Spruce up your kids’ lunchboxes with these expert tips 

TV personality and creative foodie genius, Jax Hamilton has come to the rescue with her handbook of tips, tricks, and delicious lunchbox recipes. 

To inspire parents of school-aged children, Jax has teamed up with New Zealand’s favourite mayonnaise, Best Foods, to share her top tips, tricks, and recipes you can use to spruce up the kids lunches this term.  Jax won the hearts of many Kiwis through her journey as runner-up on MasterChef NZ Series 2 with her energetic and inspiring personality alongside her creative culinary skills.

As a mother of two and successful businesswoman who ventured into the world of ‘foodie-dom’ Jax knows the stresses of preparing a variety of healthy school lunches that kids would want to eat every day.  

“I used to work a corporate job while raising two kids so I know just how hard it can be to find the time and inspiration to make the kids lunches – and get them to actually eat it all! My own experience and love of food has made me especially passionate about inspiring others in the kitchen and making it fun and exciting,” Jax says. 

Preparing school lunches can be a real chore for many parents – having a plan, getting them involved and using seasonal ingredients is key to making affordable lunches and is an excellent life skill to deliver to your kids.

Jax advises that the school holidays are the perfect time to get the kids into the kitchen with you and to trial new dishes, and she’s here to help. “Using creative but simple and out of the box recipes is a great way to get your kids involved and keep your kids excited about their food.”

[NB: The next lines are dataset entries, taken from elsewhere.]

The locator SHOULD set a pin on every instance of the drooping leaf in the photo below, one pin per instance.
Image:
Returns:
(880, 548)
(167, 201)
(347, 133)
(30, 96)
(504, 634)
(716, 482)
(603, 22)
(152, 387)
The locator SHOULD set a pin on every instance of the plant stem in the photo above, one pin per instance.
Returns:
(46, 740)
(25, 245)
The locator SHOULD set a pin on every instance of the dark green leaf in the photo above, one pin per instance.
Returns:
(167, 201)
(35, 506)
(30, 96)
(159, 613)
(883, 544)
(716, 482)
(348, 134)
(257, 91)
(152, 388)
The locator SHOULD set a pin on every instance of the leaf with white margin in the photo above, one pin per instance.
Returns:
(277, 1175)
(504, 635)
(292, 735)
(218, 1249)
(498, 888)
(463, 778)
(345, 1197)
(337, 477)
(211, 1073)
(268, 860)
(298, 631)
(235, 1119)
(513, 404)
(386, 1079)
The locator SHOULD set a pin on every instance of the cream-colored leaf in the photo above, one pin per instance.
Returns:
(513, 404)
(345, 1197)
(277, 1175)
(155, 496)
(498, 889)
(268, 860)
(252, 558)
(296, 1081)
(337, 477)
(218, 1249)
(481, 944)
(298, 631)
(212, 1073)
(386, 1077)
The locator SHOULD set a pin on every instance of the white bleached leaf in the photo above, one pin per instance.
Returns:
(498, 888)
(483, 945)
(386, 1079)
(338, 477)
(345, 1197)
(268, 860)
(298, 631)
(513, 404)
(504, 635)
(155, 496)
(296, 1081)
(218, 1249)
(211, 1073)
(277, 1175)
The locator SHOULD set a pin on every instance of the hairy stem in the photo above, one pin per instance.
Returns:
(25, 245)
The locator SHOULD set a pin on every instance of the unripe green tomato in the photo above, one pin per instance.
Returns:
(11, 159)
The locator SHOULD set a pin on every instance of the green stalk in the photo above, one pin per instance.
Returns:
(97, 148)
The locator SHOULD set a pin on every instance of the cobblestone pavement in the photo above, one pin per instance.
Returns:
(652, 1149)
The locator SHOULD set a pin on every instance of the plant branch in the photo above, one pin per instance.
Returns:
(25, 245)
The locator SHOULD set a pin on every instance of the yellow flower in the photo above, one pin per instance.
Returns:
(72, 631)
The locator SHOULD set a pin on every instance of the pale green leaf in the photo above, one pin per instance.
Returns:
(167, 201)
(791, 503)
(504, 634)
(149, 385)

One of Jax’s top tricks is to encourage kids to participate in ‘Rainbow Day’ where they select a colour for the day and create their lunch based around finding coloured ingredients such as sushi made of cucumber and avocado to represent green.  

To help the many parents that deal with picky eaters returning their lunches uneaten, Jax recommends trying mystery-themed lunch boxes – this could be sandwiches cut to look like dinosaurs or adding in brain bogglers or jokes. 

In addition to Jax’s school lunch hacks, she has created five drool-worthy dishes to try to make school lunch boxes more exciting and enjoyable. These include mac n’ cheese ham cups, quesadillas, veggie rostis, quiche and a corned beef wrap – all of which have incorporated Best Foods mayo or aioli to take them to the next level. 

To discover Jax’s  recipes creations see here. 

1. Rainbow Day

Encourage your kids to pick a day and colour and create their lunch based around that colour. If the colour is green: cucumber sushi with avocado filling, green jelly, grapes, boiled egg cooked in water with green colouring. Keep it fun and exciting!

2. Reason for Season

Discover what’s in season and what will work in a lunchbox.  During the warmer months, try sweetcorn. Experiment with herb flavours in pestos and dressings. During spring try grilled asparagus wrapped in bacon. In summer pop in berries and cherries.

3. Carb Remix

Shake up the classic bread and chippies combo swapping the chips with pretzels, corn chips, or falafels. Get creative and swap out bread for rice paper wraps, egg or rice noodles, or dumpling skins.

4. Mystery Lunch Box: no peeping until lunchtime

Try out a themed lunch: sandwiches are cut to look like animals, favourite cartoon characters, minions. Think outside the (lunch)box and incorporate some of your kids’ favourite things. Superhero box – try a super sammie or a super smoothie a.k.a Batman fuel.Harry Potter box – a carrot wand, frog shaped sandwiches

5. Brain Boggler

Hide a foodie brain boggler in the box – like find a letter that in ‘Pie’ but not in ‘pen’.  Why did the student eat his homework? Because his teacher said it was ‘a piece of cake!”

6. Cool Kid Box – Frozen Lemon Juice Sponge

Take a thin wash up sponge and soak in water and lemon juice then squeeze out excess liquid.  Seal the sponge in a bag and throw into the freezer. The next day, lay at the bottom of the lunchbox to keep lunch cool during hot days.  When box comes home, remove from bag and use to wipe clean.  No icky chemicals and fresh and natural (lemon is naturally anti-bacterial). Refresh the sponge by popping it through the dishwasher.  Each child can have their own colour.

7. Jarred Lunches

In a small mason jar, begin with dressing. Layer with carbs, protein, salad and a crunchy topping – just shake, pop the top and good to go.

8. Sealed with a Minty Fresh Kiss

Once a week, use an old toothbrush and some toothpaste to clean along the seals and lunchbox handles. Abrasive, minty, fresh – safe and no stinky, sticky lunchbox!

9. Leftovers

Double up your dinner, like a fab meatloaf. Slice and pop into lunchboxes in the morning or freeze for when you need to whip up a lunch in a hurry.

10. #Be Kind

Pop an extra (something yummy) in the lunchbox and encourage your child to give it to someone less fortunate to make a new friend or cheer up someone who’s sad that day.